Usually, this means the country’s roasters are required to import coffee from Nicaragua and Honduras to meet demand, while Costa Rica’s highest quality coffees are sent overseas for a higher price. SCACR’s Villalobos says coffee is ingrained in Costa Rican culture.

“Many people grew up in between coffee plantations – our school year is even based around the harvest cycle,” Villalobos says.

“Part of what the SCACR does now is run courses for baristas, roasters, coffee cuppers, or for people that just love coffee. Now, a specialty coffee community has grown and you can find a lot of coffee shops in San José and other cities, as well as a lot of coffee schools.”

Villalobos says ICAFE is utilising the connectivity of the Costa Rican coffee community with the development of an app that will provide a traceable view of the supply chain to both producers and consumers.

“We have eight growing regions with a lot of different microclimates that create different flavour profiles. But to me, the added value of Costa Rican coffee is the added value of ensuring the producer is getting a fair price,” Villalobos says.

“ICAFE’s traceability and sustainability statement Collects and transparently communicates strategic information along the coffee value chain of Café de Costa Rica, to achieve a greater sustainability for the entire coffee sector.”

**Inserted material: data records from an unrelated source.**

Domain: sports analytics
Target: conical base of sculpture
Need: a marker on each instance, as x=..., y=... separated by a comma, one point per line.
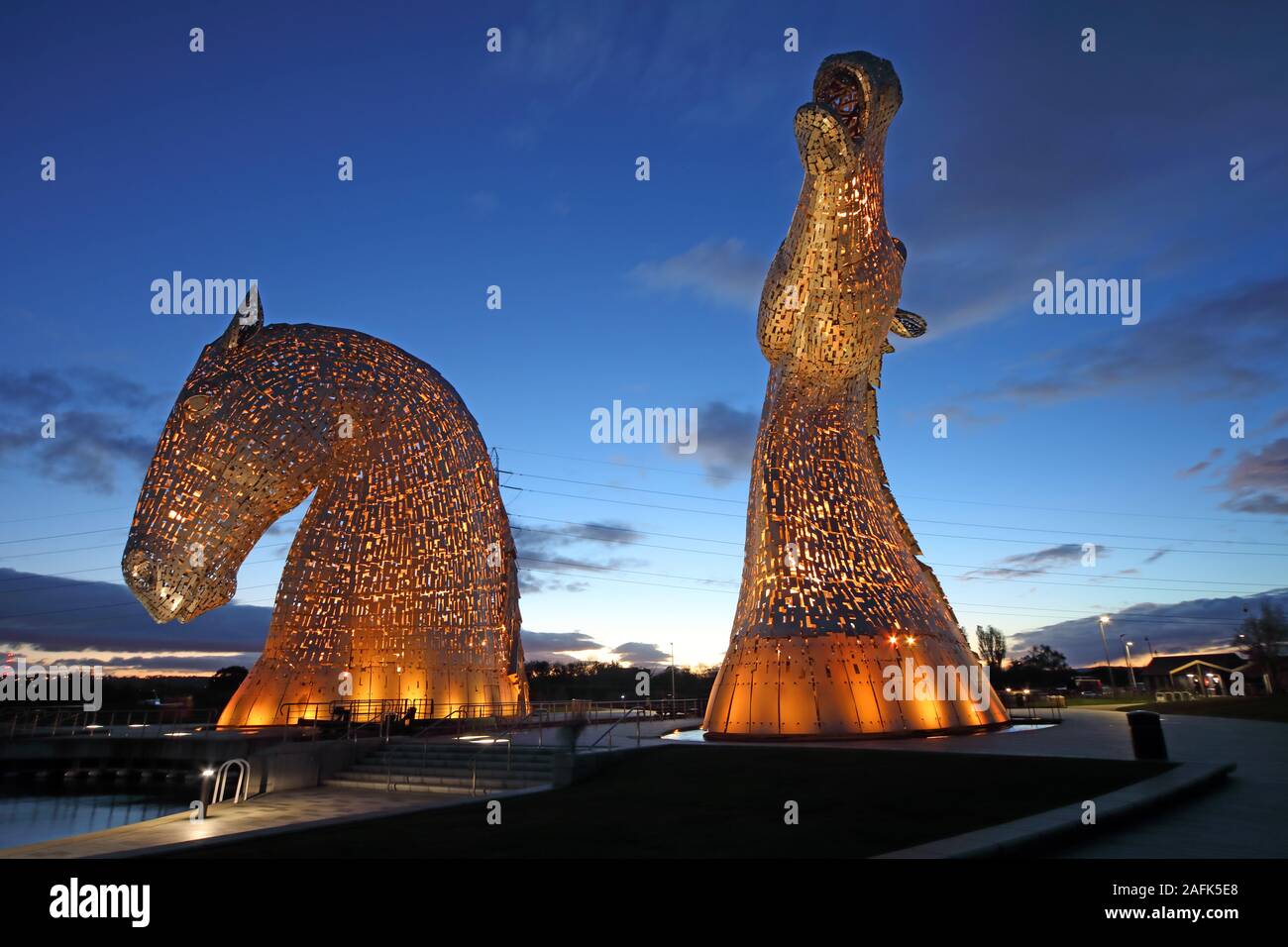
x=836, y=685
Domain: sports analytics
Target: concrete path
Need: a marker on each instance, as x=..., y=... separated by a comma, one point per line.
x=1243, y=817
x=263, y=814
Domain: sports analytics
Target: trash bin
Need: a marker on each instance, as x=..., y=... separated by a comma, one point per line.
x=1146, y=735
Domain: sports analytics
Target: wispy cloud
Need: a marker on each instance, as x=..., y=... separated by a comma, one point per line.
x=557, y=647
x=720, y=272
x=1202, y=466
x=1179, y=628
x=642, y=654
x=1034, y=564
x=726, y=437
x=1258, y=480
x=97, y=423
x=1197, y=350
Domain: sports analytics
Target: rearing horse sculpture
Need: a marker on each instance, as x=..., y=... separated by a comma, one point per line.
x=833, y=596
x=400, y=583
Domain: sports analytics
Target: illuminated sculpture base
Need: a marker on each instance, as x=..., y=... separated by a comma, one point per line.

Gurdián agrees Costa Rican coffee has a flavour unique to its terroir, however, this is not what separates it from other on the market.

“As an exporter, I cup coffee every day, from every place around the world, and there are many good coffees that are unique to the area where they are produced. What makes Costa Rica really good is the consistency of its quality,” Gurdián says.

“If someone buys coffee from Costa Rica, we are able to reliably deliver the same quality every year.”